There is a greater correction of the fractional curve in the ALIF + PSF group compared with the PSF group. While this may not be the primary indication for ALIF, it is a benefit which may facilitate overall deformity correction and leveling of the pelvis.
回顾性图表回顾。
确定与单纯后路手术相比,前路腰椎椎间融合术(ALIF)是否能改善成人脊柱畸形矫正的部分曲线。ALIF 通常被提倡用于改善成人畸形手术中的脊柱前凸和融合。改善部分曲线矫正可能有助于使骨盆水平并最小化近端对线不良。

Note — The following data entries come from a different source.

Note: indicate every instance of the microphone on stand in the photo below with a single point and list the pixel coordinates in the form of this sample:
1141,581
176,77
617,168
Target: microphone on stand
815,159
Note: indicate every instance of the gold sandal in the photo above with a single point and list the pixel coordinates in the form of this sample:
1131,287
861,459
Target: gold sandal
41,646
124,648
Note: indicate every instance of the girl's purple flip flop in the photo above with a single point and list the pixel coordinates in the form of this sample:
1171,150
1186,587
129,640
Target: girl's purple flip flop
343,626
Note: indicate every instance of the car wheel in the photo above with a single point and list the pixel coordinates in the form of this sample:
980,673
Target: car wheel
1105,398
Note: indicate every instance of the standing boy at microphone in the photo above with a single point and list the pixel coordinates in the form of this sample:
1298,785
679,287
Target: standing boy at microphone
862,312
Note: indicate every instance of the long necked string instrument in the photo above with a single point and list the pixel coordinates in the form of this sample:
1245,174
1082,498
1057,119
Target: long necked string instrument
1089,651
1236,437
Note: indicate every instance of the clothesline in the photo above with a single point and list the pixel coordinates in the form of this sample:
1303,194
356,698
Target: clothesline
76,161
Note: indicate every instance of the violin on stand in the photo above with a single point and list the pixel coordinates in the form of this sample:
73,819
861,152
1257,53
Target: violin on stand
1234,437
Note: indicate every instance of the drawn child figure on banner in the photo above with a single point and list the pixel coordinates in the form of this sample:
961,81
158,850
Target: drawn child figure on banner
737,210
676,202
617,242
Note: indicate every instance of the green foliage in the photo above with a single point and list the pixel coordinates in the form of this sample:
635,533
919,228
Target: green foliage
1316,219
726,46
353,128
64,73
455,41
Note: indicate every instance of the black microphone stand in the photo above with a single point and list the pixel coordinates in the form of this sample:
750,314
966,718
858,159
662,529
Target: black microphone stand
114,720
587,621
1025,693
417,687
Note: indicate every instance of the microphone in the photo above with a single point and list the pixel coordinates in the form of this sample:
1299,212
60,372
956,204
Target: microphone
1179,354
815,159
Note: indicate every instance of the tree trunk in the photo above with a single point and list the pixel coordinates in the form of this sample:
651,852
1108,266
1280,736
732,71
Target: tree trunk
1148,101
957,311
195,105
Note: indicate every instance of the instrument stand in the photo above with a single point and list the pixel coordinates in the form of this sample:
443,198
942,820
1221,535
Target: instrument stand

确定并将接受胸腰椎至骨盆 S2AI 螺钉融合治疗的脊柱畸形患者分为接受 ALIF 作为其畸形矫正手术一部分的患者(ALIF+PSF)和仅接受后路手术的患者。后路手术(PSF)包括接受后路侧融合伴或不伴经椎间孔腰椎间融合术(TLIF)的患者。测量的影像学参数包括术前和术后部分冠状曲线 Cobb 角、腰椎前凸、骨盆倾斜、骨盆入射角和骶骨倾斜角、主要 Cobb 角、冠状和矢状面 SVA。
ALIF+PSF 组有 31 例,PSF 组有 28 例。两组的基线人口统计学特征相似。ALIF+PSF 组的平均术前部分冠状 Cobb(18.3° vs 13.4°,p=0.027)较大,而腰椎前凸(31.0° vs 33.6°,p=0.487)和骨盆参数在两组之间相似。术后腰椎前凸相似(48.2° vs 43.0°,p=0.092)。ALIF+PSF 组的部分冠状曲线矫正程度更大(67%),而 PSF 组的部分冠状曲线矫正程度较小(36%),ALIF+PSF 组的术后部分冠状曲线较小(6.1°),而 PSF 组的术后部分冠状曲线较大(8.6°,p=0.053)。
与 PSF 组相比,ALIF+PSF 组的部分曲线矫正程度更大。虽然这可能不是 ALIF 的主要适应证,但它是一种可以促进整体畸形矫正和骨盆水平的益处。